I Need A Double Dozen: Chris Corsano’s Favourite Albums | Page 11 of 14

Baker's Dozen

Artists discuss the 13 records that shaped their lives

10. Myriam GendronNot So Deep As A Well

It’s the setting of these Dorothy Parker poems, which is just such a great idea. Her voice and her delivery are so perfect for it. There’s something about it that’s joyous and gratifying for me. I could play it to the end of time and find new things, all these different subtleties and inflections in her voice. You could zoom all the way in with a microscope or all the way out, Hubble Telescope style. And on every level there’s some sort of psychedelic or brain altering thing to notice. You listen to Curtis Mayfield for a year straight, you start to hear more things as you change.

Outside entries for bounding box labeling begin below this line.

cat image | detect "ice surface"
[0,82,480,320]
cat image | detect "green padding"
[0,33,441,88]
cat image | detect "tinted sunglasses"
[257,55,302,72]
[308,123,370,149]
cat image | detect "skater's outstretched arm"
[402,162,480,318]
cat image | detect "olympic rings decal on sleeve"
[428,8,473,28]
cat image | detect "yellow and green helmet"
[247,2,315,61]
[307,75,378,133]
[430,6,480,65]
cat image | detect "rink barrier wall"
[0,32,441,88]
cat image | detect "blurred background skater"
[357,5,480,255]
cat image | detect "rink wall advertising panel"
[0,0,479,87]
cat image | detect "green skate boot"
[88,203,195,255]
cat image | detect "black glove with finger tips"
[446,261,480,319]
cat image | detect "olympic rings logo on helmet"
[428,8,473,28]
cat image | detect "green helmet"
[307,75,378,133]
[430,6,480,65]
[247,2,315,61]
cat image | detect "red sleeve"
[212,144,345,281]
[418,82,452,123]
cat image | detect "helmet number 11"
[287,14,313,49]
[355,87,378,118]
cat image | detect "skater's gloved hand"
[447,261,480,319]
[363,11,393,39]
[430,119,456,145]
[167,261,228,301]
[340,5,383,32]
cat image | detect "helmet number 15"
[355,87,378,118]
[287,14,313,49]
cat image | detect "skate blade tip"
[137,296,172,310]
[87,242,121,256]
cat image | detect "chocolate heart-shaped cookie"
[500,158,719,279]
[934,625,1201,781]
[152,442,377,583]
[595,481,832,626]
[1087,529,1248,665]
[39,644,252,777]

The same with this record. It’s endless.

Myriam’s record is so beautifully played. The guitar playing on it is incredible, but it’s not at all in that kind of ‘dude needing to show off technical ability’ way. There’s a lesson in there for me. It’s not for me to say, but I don’t want to be guilty of technique for technique’s sake. With Myriam, the emotional resonance of her guitar playing was equally devastating as Hendrix to me, or Jack Rose. It’s all food for the brain.

I played with Myriam in Montreal, because I did a track with her on the record before this [Ma Délire]. Playing that was tough because I loved her records so much. [The track] was a mail collaboration, so it wasn’t in the room, which can be fun, but it’s also weird as an improvising person to be reacting to that recorded thing instead of a live thing. The records that have followed are also amazing, but Not So Deep As A Well just sticks out, because I was so unprepared for it. And the idea of doing the poems, she caught lightning in a bottle with that one.